The early twin-shock DTs were desperately ordinary bikes and sales were not impressive. But after Yamaha had pioneered long travel, monoshock rear suspension, taking Belgian Lucien Tilkien’s novel idea to production, things were set to change. The system revolutionised motocross and Yamaha won the 1973 250cc World Motocross championship with the first monoshock racer. It was about to have the same impact on trail bikes.
The DT’s reed-valved motor, and six-speed gearbox were also lifted from motocross technology. In 1978, Yamaha put all their racing expertise into a trail bike package – and then added everything needed to make the machine fully road legal. The bike was revolutionary and re-wrote the standards for dual purpose motorcycles.
Newcomers to motorcycling just loved the DT. It could be started hot or cold with one half-hearted prod of the kick-start and all the controls were feather light and utterly non-threatening.
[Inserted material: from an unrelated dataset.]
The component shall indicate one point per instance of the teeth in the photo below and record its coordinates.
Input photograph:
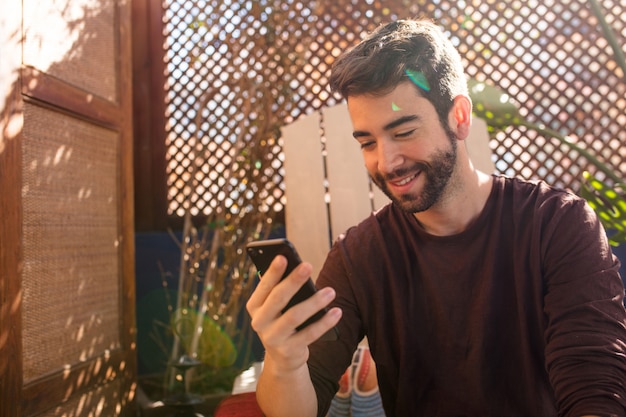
(406, 180)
The 173cc engine needed a good handful of revs to make any power and beginners found this very comforting.
Best of all, everything worked on the bike. The gearbox was so sweet that the clutch never needed touching for upward changes, by standards of the time the drum brakes were powerful and waterproof, and the lights actually had some chance of showing you the way.
But there was another side to the bike too. It had astonishing performance when ridden hard and was capable of taking unimaginable abuse without complaint. Almost as soon as it was launched, DTs began appearing in serious enduros. Many an expert, riding a thoroughbred enduro machine, was humbled by a youngster hurtling past on his DT with the throttle nailed to the stop. In fact, the DT was so good that a number of motocross racers had their first taste of competition aboard this incredible little trail bike.
Sadly, the DT soon became outdated. The suspension, which was so advanced at launch, became superseded by better systems from Kawasaki and Suzuki and that lovely little engine, so willing and reliable, began to look under powered as rivals brought in state of the art designs.
This meant that the DTs soon became relegated to the very bottom of the motorcycling tree – the field bike. Eventually, they disappeared even from this lowly state and now a nice DT is almost impossible to find – a sad ending for a truly ground-breaking motorcycle.